Boroumend v. R. - TCC: Court rejects taxpayer’s evidence that he never received confirmation of assessment

Boroumend v. R. - TCC:  Court rejects taxpayer’s evidence that he never received confirmation of assessment

http://decision.tcc-cci.gc.ca/tcc-cci/decisions/en/item/182119/index.do#]

Boroumend v. The Queen (November 8, 2016 – 2016 TCC 256, Graham J.).

Précis:   The Crown moved to quash the taxpayer’s appeal of his 2003 and 2004 taxation years on the basis that it was out of time.  The taxpayer argued that it was not out of time since he had never received a notice of confirmation of the assessment.  While the Court found that CRA’s file was sloppy, it drew a negative inference from several aspects of the taxpayer’s conduct and concluded that he had in fact received the notice of confirmation as alleged by CRA meaning that his appeal was commenced more than 5 years after the time permitted under the Act.  Costs were awarded to the Crown.

Decision:   Mr. Boroumend’s appeal was the victim of his own conduct which caused the Court to draw a negative inference:

[21]        If the above documents and electronic records were all the evidence before me, I would have found that the Minister had failed to prove, on a balance of probabilities, that the Notice of Confirmation was mailed. The above documents and records are evidence that the Appeals Officer prepared the Notice of Confirmation, that he took steps towards mailing it and that the computer system was updated to reflect that intention, but are not proof that the notice was actually mailed.

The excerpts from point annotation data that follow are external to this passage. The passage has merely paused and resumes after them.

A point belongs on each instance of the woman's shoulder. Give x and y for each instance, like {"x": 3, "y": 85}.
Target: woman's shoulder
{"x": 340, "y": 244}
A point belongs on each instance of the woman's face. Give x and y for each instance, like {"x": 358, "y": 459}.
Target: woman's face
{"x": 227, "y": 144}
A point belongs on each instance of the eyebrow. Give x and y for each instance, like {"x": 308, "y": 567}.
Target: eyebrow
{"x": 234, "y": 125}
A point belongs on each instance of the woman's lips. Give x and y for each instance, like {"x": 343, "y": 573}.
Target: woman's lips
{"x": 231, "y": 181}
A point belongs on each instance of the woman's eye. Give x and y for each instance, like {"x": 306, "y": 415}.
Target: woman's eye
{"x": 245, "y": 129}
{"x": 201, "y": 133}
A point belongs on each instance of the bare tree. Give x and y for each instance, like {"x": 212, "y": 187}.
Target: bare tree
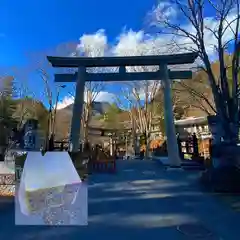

[22]        However, the above documents and records are not the only evidence before me. There are several pieces of evidence that suggest that Mr. Boroumend received a Notice of Confirmation. If Mr. Boroumend received a Notice of Confirmation then it must have been mailed. The following evidence suggests that Mr. Boroumend received a Notice of Confirmation:

a)     In October 2011, Mr. Boroumend filed applications for extension of time to appeal his 2003 and 2004 tax years. Both of those applications state that he was seeking an extension of time to appeal a “Notice of Reassessment” dated October 29, 2009. The applications state that his accountant kept telling him that he was going to file a Notice of Appeal but never did. The Notices of Appeal attached to those applications state that “on October 29, 2009 [the Appeals Officer] dismissed the Notices of objection and confirmed the reassessment.”

b)    Mr. Boroumend ultimately withdrew his applications for extension. He was represented by counsel at the time. Assuming that October 29, 2009 was, in fact, the date that the Notices of Confirmation were mailed, Mr. Boroumend would have been out of time to apply for an extension of time to appeal. Mr. Boroumend later described counsel as not being able to help him “as time was not on his side”. This description suggests that the reason for withdrawing the applications for extension was that they had been made too late.

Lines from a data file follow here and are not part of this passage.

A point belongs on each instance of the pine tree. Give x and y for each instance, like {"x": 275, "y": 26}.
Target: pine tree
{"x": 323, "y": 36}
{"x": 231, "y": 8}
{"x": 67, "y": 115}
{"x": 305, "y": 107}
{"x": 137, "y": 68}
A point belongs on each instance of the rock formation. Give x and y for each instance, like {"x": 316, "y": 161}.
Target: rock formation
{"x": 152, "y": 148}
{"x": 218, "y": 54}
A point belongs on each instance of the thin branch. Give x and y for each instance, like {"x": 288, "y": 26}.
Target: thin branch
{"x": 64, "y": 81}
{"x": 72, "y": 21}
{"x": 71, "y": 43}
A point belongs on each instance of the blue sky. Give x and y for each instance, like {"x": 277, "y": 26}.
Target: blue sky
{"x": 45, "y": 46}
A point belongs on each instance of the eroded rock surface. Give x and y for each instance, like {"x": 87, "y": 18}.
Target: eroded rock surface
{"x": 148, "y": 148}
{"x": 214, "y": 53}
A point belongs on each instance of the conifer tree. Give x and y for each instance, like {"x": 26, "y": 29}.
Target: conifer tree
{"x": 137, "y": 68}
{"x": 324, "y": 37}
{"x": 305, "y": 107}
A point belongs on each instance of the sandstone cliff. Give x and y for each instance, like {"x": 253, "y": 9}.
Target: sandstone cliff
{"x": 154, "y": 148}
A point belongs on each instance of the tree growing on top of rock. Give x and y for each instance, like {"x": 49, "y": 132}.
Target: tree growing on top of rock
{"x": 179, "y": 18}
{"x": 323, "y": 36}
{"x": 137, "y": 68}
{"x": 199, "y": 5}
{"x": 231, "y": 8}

c)     In October 2014, Mr. Boroumend applied to the Minister under the taxpayer relief provisions for relief in respect of his 2003 and 2004 tax years. He referred to those years as being “reassessed by the CRA on October 29, 2009.”

d)    In November 2014, Mr. Boroumend again applied to the Minister under the taxpayer relief provisions for relief in respect of his 2003 and 2004 tax years. He again referred to those years as being “reassessed by the CRA on October 29, 2009.”

[23]        A number of the above documents refer to Notices of Reassessment being issued on October 29, 2009 as opposed to a Notice of Confirmation. By contrast, the Notices of Appeal refer to a Notice of Confirmation dated October 29, 2009. There is no evidence to indicate that Mr. Boroumend’s 2003 and 2004 tax years were reassessed on October 29, 2009. I find that the references to reassessments were made in error and were intended to be references to confirmations.

[24]        I do not have any evidence from Mr. Boroumend to explain the above statements. Faced with the knowledge that the Crown was going to rely on those statements, Mr. Boroumend chose not to file an affidavit in response to the Crown’s motion. He chose not to state in such an affidavit that he did not receive the Notice of Confirmation. He chose not to explain why it was that he used the October 29, 2009 date in his applications for extension, his Notices of Appeal and his applications for taxpayer relief if not that he had received a Notice of Confirmation bearing that date. He chose not to explain why he withdrew his applications for extension if not because he had realized that he was out of time to make them. In the circumstances, I draw an adverse inference from his failure to introduce this evidence.

[Footnotes omitted]

Accordingly the motion to quash was allowed.  Costs were awarded to the Crown.